More than a Simple Twist of Fate

… Everything from toy guns that spark
To flesh-colored Christs that glow in the dark
It’s easy to see without looking too far
That not much is really sacred.

Bob Dylan, singer, songwriter

What’s the big deal about Bob Dylan using a phase here or a line there from some poet? The words are his most of the time. The New York Times ran the story yesterday about Dylan borrowing lines from Henry Timrod, sometimes known as the poet laureate of the Confederacy, for his new CD “Modern Times.” On his last CD, “Love and Theft,” a fan spotted about a dozen passages similar to lines from “Confessions of a Yakuza,” a gangster novel written by Junichi Saga, an obscure Japanese writer (this sentence was copied verbatim from the NYTimes article, well I changed the word album to CD).

These words are not just blowing around in the wind, Dylan has done some research to find these little known or forgotten writers and poets. The good news about Dylan’s use lines from other writers is that he brings them fame they most likely would not have received otherwise.

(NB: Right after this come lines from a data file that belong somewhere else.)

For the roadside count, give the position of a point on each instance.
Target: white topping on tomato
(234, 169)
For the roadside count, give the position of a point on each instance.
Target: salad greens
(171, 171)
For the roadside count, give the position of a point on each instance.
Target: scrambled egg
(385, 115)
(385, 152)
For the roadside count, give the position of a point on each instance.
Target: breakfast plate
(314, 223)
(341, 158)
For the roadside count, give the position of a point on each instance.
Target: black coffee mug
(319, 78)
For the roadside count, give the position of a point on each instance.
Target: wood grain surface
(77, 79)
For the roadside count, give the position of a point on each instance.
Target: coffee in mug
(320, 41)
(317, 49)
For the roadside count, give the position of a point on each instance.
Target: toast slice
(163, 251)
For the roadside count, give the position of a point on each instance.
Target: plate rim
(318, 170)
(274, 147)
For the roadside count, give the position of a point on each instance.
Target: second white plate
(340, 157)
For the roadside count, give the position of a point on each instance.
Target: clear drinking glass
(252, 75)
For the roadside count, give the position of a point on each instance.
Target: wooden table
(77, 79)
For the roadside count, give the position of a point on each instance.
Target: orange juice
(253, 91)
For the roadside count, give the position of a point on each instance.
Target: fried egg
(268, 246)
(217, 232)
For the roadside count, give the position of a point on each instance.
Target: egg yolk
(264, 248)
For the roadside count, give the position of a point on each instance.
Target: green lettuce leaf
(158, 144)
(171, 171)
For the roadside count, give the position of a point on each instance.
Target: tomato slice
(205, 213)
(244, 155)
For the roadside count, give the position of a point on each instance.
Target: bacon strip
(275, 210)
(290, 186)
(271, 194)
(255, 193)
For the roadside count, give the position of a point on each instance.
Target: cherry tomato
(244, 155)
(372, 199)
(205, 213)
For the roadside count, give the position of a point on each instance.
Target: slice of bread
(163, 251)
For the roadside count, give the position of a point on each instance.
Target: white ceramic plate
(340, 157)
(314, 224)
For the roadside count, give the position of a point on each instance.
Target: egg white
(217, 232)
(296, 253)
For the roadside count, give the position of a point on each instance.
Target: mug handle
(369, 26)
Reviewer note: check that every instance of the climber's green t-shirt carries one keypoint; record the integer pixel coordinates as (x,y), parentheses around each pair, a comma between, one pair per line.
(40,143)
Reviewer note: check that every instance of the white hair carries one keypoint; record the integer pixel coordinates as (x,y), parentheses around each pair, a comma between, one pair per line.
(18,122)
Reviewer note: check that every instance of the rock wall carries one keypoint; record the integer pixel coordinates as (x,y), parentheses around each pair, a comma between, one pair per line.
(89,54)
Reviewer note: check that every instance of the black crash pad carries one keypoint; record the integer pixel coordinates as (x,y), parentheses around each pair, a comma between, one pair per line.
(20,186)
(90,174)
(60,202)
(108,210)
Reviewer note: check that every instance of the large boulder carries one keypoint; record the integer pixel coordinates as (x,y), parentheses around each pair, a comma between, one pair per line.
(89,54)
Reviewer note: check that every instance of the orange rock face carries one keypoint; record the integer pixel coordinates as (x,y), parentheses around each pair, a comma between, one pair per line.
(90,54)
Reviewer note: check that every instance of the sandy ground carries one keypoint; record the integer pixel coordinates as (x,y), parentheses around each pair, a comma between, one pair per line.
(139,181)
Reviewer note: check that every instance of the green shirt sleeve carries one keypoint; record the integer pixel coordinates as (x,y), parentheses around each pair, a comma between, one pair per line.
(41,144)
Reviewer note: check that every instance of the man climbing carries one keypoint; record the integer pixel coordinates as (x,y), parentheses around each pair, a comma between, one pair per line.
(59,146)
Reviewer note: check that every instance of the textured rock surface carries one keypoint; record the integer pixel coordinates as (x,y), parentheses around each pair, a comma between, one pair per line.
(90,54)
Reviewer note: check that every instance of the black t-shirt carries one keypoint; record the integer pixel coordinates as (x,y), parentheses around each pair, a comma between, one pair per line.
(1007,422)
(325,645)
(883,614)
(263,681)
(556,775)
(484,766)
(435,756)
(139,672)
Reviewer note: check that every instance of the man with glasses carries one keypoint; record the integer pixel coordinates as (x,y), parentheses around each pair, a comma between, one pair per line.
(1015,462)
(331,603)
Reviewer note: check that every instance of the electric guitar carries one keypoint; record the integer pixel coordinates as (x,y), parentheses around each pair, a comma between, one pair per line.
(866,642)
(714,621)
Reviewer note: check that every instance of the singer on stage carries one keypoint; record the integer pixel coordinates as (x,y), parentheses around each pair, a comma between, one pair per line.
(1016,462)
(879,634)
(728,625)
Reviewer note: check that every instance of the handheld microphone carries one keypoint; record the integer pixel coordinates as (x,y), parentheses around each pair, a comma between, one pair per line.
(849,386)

I wouldn’t think twice about being inspired to use words from another, it’s all right. I am not talking about plagiarism, more along the lines of using a phrase created by another and still creating an entirely different and new piece. Plato pointed out that the tragic poet is an imitator who is thrice removed the king and from the truth. Okay, so Plato was talking about imitation as it relates to the world, but every now and then, I have to get some use from my college texts.

Dylan is probably not entirely used to Google as a research tool or maybe he is and just assumes someone won’t uncover the source of his unoriginal lines, but the times they are a changin’. It would have been nice for Dylan to say inspired by Henry Timrod or Junichi Saga, but his ego or his attorneys advised against it. Now he needs shelter from the storm.

highlighted words are Dylan song titles, sort of.

1 comment:

Anonymous said...

I agree with your premise, and we've certainly discussed this many times, but it does take a little shine off of Dylan as the great poet.